Trinta e cinco casos de incisão do tipo 'Lazy S' e 14 casos de incisão tipo oblíqua modificada foram incluídos na análise. A idade média dos pacientes foi de 65 anos no grupo 'Lazy S' (variação de 41 a 86)   e de 58 anos no grupo oblíqua modificada (variação de 19 a 81). O IMC médio foi de 28 kg / m2 (variação de 18 a 45) no grupo 'Lazy S' clássico e de 29 kg/m2 (variação de 20 a 36) no grupo que recebeu incisão oblíqua modificada.

No grupo 'Lazy S' clássico, a classificação por estágio foi a seguinte: estágio IB (18), II (2), IIIA (3), IIIB (4), IIIC (8). No grupo oblíquo modificado, a classificação foi: estágio IB (8), II (4), IIIA (2).

As complicações de grau 3-4 foram estatisticamente mais frequentes após o clássico ''Lazy S' versus a incisão oblíqua modificada (20/35, 57,1% vs 2/14, 14,3%, p <0,02).  O tempo médio de internação hospitalar foi superior (10,7 vs 4,5 dias, p = 0,02), incluindo um caso de recorrência de linfonodo inguinal.
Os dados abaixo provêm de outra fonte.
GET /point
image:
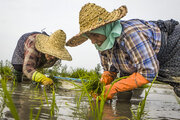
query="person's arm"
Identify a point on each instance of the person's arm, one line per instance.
(141, 53)
(30, 61)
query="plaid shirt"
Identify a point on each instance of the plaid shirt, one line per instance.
(34, 59)
(135, 50)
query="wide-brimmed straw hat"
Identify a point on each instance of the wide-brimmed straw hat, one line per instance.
(53, 45)
(92, 16)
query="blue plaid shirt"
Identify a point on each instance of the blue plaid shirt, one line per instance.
(135, 50)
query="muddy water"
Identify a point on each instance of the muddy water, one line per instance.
(161, 104)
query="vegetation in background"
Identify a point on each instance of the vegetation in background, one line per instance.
(90, 85)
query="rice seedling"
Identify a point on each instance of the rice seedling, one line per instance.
(9, 101)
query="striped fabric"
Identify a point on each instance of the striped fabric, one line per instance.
(135, 50)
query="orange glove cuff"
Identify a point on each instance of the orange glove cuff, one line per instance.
(107, 77)
(133, 81)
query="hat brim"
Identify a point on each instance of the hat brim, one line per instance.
(42, 45)
(115, 15)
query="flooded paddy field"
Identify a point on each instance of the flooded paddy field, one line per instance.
(30, 102)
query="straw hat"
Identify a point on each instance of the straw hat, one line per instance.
(93, 16)
(53, 45)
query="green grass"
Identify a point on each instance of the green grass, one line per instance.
(9, 101)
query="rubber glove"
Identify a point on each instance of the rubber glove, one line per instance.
(133, 81)
(107, 77)
(39, 77)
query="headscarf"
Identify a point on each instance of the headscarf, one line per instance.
(111, 31)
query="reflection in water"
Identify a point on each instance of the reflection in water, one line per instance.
(28, 99)
(161, 104)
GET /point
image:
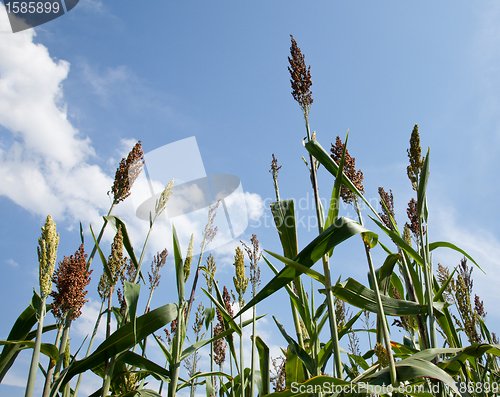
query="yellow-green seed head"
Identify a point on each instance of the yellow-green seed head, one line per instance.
(47, 254)
(381, 353)
(67, 356)
(416, 162)
(240, 281)
(189, 259)
(162, 201)
(116, 265)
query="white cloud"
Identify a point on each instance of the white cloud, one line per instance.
(44, 162)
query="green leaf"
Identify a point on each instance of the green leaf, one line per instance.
(143, 363)
(296, 349)
(222, 309)
(20, 331)
(284, 218)
(358, 295)
(325, 384)
(412, 368)
(209, 387)
(333, 212)
(164, 349)
(131, 292)
(301, 268)
(123, 339)
(294, 368)
(340, 231)
(209, 316)
(385, 273)
(444, 244)
(422, 186)
(264, 365)
(179, 266)
(103, 258)
(198, 345)
(400, 242)
(114, 221)
(46, 348)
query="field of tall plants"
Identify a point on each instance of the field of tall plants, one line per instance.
(444, 348)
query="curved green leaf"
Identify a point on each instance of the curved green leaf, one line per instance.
(263, 350)
(340, 231)
(114, 221)
(358, 295)
(444, 244)
(123, 339)
(284, 217)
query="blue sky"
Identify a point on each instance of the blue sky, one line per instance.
(77, 92)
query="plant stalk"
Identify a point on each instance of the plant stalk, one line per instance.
(326, 268)
(30, 386)
(381, 315)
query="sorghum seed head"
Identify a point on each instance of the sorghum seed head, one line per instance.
(47, 254)
(356, 177)
(240, 281)
(71, 278)
(126, 174)
(300, 78)
(416, 162)
(189, 259)
(386, 199)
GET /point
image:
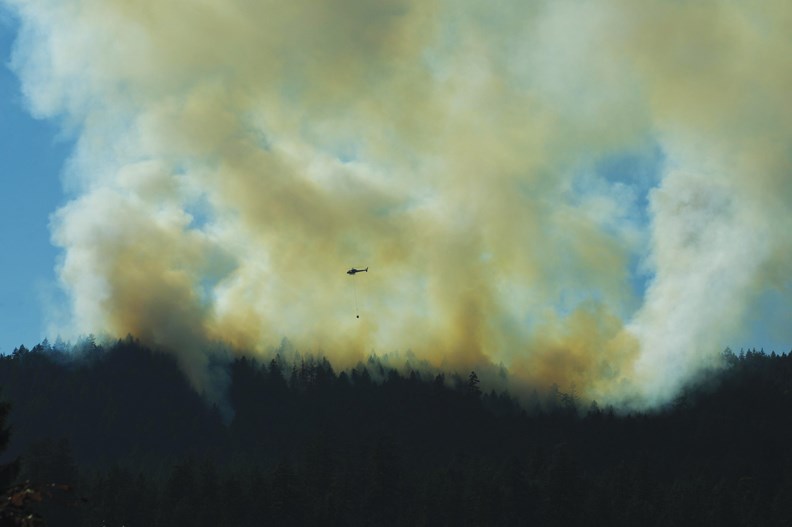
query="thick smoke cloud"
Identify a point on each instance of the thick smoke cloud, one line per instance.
(593, 195)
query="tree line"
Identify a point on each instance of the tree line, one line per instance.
(295, 442)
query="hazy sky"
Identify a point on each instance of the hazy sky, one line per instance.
(592, 194)
(31, 157)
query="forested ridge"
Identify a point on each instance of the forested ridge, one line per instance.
(295, 442)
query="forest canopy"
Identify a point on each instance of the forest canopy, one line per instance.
(301, 443)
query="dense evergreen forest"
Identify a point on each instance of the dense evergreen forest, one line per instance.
(298, 443)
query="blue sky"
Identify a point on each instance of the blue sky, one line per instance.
(31, 156)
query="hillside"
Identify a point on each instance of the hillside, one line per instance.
(301, 443)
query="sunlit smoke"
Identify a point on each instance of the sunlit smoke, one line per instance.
(589, 194)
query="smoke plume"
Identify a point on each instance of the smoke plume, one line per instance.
(590, 194)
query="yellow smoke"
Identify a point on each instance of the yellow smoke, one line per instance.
(236, 157)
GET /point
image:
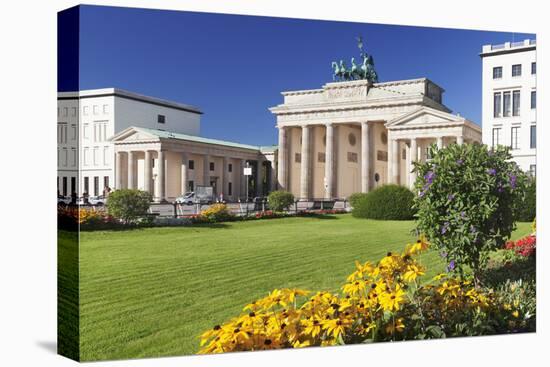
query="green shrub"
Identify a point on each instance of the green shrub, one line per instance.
(355, 198)
(528, 206)
(388, 202)
(128, 205)
(468, 201)
(280, 200)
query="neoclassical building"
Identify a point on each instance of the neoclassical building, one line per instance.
(169, 164)
(353, 136)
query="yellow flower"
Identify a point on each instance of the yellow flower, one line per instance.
(336, 327)
(312, 326)
(391, 300)
(396, 326)
(412, 272)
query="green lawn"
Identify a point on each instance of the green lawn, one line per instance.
(151, 292)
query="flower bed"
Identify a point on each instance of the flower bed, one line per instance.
(526, 246)
(379, 302)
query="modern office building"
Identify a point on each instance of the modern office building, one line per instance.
(509, 94)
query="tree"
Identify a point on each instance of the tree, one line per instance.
(468, 198)
(280, 200)
(128, 205)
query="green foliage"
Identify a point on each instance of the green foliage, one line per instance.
(528, 206)
(355, 198)
(280, 200)
(468, 201)
(388, 202)
(128, 205)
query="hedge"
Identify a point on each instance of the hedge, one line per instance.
(388, 202)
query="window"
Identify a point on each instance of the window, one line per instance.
(533, 136)
(497, 105)
(516, 70)
(507, 104)
(515, 138)
(496, 136)
(497, 72)
(515, 102)
(64, 186)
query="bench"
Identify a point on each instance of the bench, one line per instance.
(323, 205)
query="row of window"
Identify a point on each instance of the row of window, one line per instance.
(516, 70)
(86, 110)
(191, 165)
(64, 189)
(507, 103)
(92, 156)
(515, 137)
(63, 159)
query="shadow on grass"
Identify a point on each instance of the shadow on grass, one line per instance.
(523, 268)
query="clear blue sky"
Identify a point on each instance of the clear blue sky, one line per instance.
(234, 67)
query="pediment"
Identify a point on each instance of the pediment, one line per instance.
(133, 134)
(425, 117)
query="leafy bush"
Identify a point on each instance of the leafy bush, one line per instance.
(216, 213)
(128, 205)
(467, 201)
(280, 200)
(355, 198)
(528, 206)
(379, 302)
(388, 202)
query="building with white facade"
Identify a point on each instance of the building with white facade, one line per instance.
(353, 136)
(87, 119)
(509, 94)
(115, 138)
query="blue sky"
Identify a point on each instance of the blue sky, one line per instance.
(234, 67)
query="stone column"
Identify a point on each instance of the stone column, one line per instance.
(206, 170)
(184, 173)
(365, 157)
(161, 177)
(305, 178)
(259, 178)
(393, 161)
(282, 159)
(244, 194)
(224, 184)
(413, 158)
(439, 142)
(131, 169)
(118, 170)
(329, 161)
(148, 172)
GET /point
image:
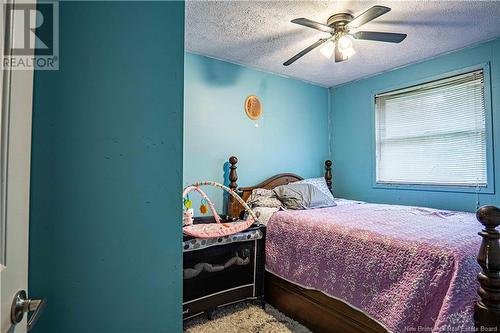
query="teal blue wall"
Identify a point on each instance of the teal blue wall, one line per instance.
(352, 148)
(291, 137)
(105, 232)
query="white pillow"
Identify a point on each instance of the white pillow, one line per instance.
(320, 183)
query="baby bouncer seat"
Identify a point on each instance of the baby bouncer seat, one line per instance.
(210, 230)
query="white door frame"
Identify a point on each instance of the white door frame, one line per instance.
(15, 178)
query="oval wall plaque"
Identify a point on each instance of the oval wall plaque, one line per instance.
(253, 107)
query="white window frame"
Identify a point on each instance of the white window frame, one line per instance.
(489, 188)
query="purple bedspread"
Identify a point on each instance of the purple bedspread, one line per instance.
(412, 269)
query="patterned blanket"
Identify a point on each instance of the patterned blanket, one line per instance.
(412, 269)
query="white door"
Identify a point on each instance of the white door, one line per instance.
(15, 141)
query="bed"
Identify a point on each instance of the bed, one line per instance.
(361, 267)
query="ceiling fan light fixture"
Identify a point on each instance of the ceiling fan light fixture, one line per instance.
(345, 46)
(327, 49)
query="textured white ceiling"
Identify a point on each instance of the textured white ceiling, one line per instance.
(259, 34)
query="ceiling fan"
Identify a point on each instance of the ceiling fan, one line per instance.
(342, 28)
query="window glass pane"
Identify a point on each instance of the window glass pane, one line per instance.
(433, 133)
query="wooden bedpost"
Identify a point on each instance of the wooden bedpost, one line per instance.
(233, 178)
(487, 309)
(328, 174)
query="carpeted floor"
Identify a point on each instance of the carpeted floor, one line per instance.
(244, 318)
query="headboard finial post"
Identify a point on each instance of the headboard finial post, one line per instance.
(232, 204)
(328, 174)
(487, 309)
(233, 176)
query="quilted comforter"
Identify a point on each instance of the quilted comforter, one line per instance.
(412, 269)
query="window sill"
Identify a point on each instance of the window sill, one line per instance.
(435, 188)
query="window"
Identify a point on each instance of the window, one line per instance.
(433, 133)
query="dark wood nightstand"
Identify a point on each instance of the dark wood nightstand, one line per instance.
(222, 270)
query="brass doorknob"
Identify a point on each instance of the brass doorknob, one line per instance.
(21, 305)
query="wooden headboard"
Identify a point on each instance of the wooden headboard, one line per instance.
(234, 208)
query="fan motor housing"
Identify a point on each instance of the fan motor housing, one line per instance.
(339, 20)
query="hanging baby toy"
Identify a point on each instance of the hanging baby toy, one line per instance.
(209, 230)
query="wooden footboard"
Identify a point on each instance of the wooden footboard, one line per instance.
(320, 313)
(487, 310)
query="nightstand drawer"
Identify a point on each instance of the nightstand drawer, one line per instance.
(223, 270)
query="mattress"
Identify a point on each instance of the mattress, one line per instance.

No entanto, o número médio de linfonodos foi significativamente maior no grupo 'Lazy S' (11,1 versus 7, p <0,001), assim como a taxa de positividade linfonodal (28,6% vs 10%, p = 0,08).

Diante dos resultados, a conclusão dos autores é de que a taxa de complicações gerais e complicações graves foi menor após a incisão oblíqua modificada, embora a contagem absoluta de linfonodos e a taxa de positividade linfonodal tenha sido superior com a incisão ''Lazy S'.

A experiência do ICESP

Por Jesus Paula Carvalho, Professor Livre Docente da Faculdade de Medicina da Universidade de São Paulo e Chefe da Equipe de Ginecologia no Instituto do Câncer do Estado de São Paulo (ICESP)

Este estudo compara a incisão vertical ''Lazy S' versus a incisão oblíqua modificada e demonstra vantagens da incisão ''Lazy S'' no tocante ao número de linfonodos dissecados e desvantagens quanto às complicações. A incisão obliqua modificada apresenta vantagens estéticas e menores taxas de deiscência, mas a extensão de apenas 4 a 5 cm descritas neste estudo nos parece muito exígua e possivelmente é a responsável pelo menor número de linfonodos dissecados.

Também não foram descritos detalhes das indicações e estratégias de drenagem praticadas. E este é um ponto de fundamental importância nas complicações. A incisão obliqua modificada em uma extensão de 8 a 10 cm permite o mesmo acesso aos linfonodos que a incisão vertical, porém necessita de drenagem. A drenagem a vácuo raramente é eficiente pois o grande volume de linfa drenada (até 400 ml por dia) forma um êmbolo de fibrina no dreno que muito frequentemente obstrui e resulta em deiscência da sutura, independentemente do tipo de fio ou técnica utilizada.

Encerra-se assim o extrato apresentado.